Audience Interaction and Practical Insights
What the audience revealed
The live audience participation highlighted common themes:
- Parents often give outdated or wrong career advice
- Many people are in jobs that didn’t exist when they were children
- AI interviews are cold and impersonal
- Many people are taking career risks, starting businesses, or working in startup environments
- People frequently feel they are “supposed to fix” broken things in the world
The role of mentorship and community
- The speakers stress that people should not have to navigate careers alone.
- Mentorship can happen across generations and even among peers.
- Priya Parker highlights that mentorship includes:
- Sharing names and contacts
- Passing on experience
- Connecting people to resources
- Jodi points to a group of women writers who formed a support collective, the “Invisible Institute,” as an example of how collaboration can create momentum.
Key Takeaways
- Do not wait for perfect clarity before starting.
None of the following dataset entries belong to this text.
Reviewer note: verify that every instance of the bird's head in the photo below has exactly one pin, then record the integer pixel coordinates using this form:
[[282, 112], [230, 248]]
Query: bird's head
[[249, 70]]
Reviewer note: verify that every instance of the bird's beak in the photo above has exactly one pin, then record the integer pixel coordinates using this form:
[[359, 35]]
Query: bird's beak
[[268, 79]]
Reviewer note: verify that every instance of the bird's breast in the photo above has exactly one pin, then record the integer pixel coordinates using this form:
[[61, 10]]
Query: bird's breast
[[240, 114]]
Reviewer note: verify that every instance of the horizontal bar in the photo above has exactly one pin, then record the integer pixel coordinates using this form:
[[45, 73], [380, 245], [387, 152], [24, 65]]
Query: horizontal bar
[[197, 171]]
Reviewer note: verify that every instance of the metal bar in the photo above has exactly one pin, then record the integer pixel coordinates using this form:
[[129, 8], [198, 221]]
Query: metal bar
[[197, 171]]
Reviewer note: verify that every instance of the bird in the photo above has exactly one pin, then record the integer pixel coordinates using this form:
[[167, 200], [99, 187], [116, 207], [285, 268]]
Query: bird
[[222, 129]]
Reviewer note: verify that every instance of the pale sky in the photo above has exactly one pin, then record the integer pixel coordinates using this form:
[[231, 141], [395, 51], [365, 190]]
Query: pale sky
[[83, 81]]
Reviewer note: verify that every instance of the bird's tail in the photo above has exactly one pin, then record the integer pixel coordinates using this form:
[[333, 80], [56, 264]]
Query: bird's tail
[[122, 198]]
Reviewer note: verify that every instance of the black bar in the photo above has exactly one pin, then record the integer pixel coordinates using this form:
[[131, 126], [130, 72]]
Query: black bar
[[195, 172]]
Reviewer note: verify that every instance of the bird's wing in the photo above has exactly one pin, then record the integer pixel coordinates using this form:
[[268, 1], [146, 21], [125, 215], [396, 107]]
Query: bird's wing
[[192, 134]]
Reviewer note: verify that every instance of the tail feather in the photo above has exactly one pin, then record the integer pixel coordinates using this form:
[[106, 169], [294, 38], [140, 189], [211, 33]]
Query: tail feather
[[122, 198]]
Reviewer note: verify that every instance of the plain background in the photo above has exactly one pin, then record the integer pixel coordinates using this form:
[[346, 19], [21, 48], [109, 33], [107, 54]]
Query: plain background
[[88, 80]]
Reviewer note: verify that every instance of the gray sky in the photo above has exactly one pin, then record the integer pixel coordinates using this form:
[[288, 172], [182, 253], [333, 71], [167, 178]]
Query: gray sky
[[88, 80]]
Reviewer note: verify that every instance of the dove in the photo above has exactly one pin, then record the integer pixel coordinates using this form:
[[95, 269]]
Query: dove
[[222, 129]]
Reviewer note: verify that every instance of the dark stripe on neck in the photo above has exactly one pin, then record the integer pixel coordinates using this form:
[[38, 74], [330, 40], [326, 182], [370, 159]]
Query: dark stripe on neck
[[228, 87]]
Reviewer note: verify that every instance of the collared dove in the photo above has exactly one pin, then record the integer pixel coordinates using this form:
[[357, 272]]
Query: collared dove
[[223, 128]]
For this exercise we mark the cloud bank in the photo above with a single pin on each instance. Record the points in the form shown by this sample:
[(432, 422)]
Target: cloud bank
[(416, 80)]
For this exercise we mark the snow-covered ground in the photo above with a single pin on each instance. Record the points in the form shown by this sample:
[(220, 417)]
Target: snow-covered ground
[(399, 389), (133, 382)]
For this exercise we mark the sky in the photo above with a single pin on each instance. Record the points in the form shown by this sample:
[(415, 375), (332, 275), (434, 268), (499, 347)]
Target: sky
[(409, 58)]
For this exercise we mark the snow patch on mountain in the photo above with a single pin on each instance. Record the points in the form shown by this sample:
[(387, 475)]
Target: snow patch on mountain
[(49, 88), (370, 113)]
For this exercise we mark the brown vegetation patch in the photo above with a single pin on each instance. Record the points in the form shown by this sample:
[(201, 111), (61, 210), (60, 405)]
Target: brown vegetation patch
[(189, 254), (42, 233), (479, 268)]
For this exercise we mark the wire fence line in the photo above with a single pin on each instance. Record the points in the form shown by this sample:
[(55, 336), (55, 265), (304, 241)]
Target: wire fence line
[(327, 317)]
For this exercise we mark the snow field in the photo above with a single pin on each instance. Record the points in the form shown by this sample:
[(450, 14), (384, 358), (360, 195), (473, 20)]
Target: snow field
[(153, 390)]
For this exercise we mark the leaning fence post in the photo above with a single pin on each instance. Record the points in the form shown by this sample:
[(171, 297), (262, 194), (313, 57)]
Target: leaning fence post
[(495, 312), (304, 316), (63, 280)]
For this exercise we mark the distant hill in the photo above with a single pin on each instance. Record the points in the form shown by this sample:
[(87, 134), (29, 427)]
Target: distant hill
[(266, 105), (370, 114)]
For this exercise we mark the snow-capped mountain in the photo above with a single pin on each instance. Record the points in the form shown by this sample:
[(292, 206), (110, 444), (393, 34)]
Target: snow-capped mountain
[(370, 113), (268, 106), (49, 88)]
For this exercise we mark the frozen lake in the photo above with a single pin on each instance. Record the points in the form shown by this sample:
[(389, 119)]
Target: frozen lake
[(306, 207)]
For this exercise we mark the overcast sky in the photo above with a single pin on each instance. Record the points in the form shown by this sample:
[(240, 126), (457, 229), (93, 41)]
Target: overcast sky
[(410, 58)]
- Build a craft that is yours.
- Look for where your skills meet a real need.
- Expect your path to be nonlinear.
- Seek out teachers, mentors, and peer communities.
- Treat risk as part of learning and growth, not proof you are failing.
- You do not need to do this alone.
Closing Message
The conversation ends with Jodi Kantor’s practical advice from How to Start:
- Exit the library
- Do not let your parents decide your career
- Look to your friends instead
- Observe the obvious
- Consult your demons
- Relax about coherence
- Find alternate doors
- Make your pursuit a group exercise
The overall message is encouraging and humane: career beginnings are messy, but with craft, need, and community, people can create meaningful work even in uncertain times.